Well, Bruschi was showing issues with food, although we didn't immediately make the connection. He was dining on high-quality brands with lower levels of filler, higher portions of meat, and limited or no grains. The daily quantities were appropriate, and the dog was getting plenty of exercise. His coat was of good texture and shine, however he had severe gas, crazy energy levels, and, vomited frequently. Bruschi was also overweight at 29.8 pounds (he is now 23 pounds).
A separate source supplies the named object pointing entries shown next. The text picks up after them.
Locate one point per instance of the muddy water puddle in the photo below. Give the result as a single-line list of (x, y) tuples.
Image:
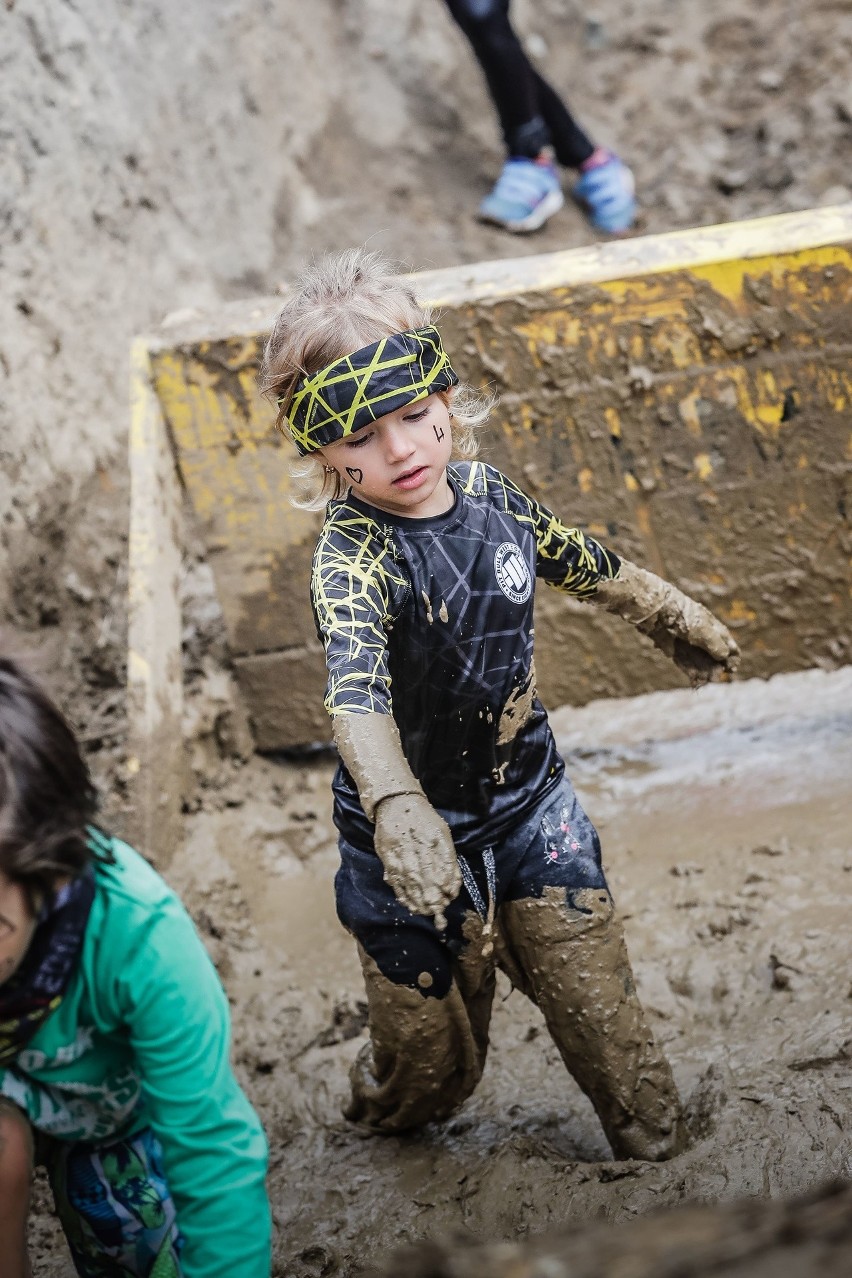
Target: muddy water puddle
[(726, 824)]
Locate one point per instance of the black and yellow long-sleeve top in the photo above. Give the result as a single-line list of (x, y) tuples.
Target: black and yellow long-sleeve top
[(431, 620)]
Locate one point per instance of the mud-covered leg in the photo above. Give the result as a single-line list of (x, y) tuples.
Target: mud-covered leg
[(426, 1053), (567, 952), (15, 1172)]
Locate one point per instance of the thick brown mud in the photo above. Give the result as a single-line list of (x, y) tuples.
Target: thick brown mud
[(724, 817)]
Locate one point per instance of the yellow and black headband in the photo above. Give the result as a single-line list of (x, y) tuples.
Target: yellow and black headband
[(354, 391)]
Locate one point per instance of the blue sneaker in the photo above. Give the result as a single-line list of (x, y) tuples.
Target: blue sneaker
[(607, 192), (526, 193)]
Our vet assured us that this was part of puppyhood, and nothing to be concerned of. In December 2006 I switched to a different, even higher-quality food that was vegetable based. Almost immediately, Bruschi developed little bumps on his head that he would itch until they bled. We applied some lotion, they went away, and more appeared. We pointed it out to the vet, who said it was probably an allergy, but not a food allergy, and not to switch food. Instead, we were to give Bruschi a combination of antibiotics and an antihistamine. Mind you-- I take neither of these myself out of principle, but accepted the prescription for Bruschi because clearly something was wrong...
Well, the medicines didn't work, although the antihistamine did leave us with one very sleeply puppy. Still stumped, I started to think maybe it was the flea and tick medicine. Because, clearly I was feeding him the best kibble food, right?
My tipping point was one weekend in April (11 months ago now), when Bruschi licked his itching paws so bad that he couldn't walk on one of his legs. He was rushed to a different vet who prescribed another combination of drugs, and said his current diet was not the problem. Needless to say, I wasn't convinced. For the past 5 months, I had been wracking my brain looking for cause and effect, and couldn't shake this feeling that all this had started back in December with the new kibble food.
I made some calls to feed stores and trainers, asking their opinion, recognizing that they had been around dogs a whole lot longer than I. On information gathered, and the hypothesis that perhaps it was the type of vegetable base in the food that was irritating his skin, Bruschi was on a new, different duck and potato-based kibble immediately to tie us over until Brian and I could start Bruschi on a raw diet. We were headed out on a vacation a week or so later, and I didn't feel comfortable asking my parents to administer something so new. Bruschi's symptons did subside with the duck and potato kibble, but some skin allergies remained.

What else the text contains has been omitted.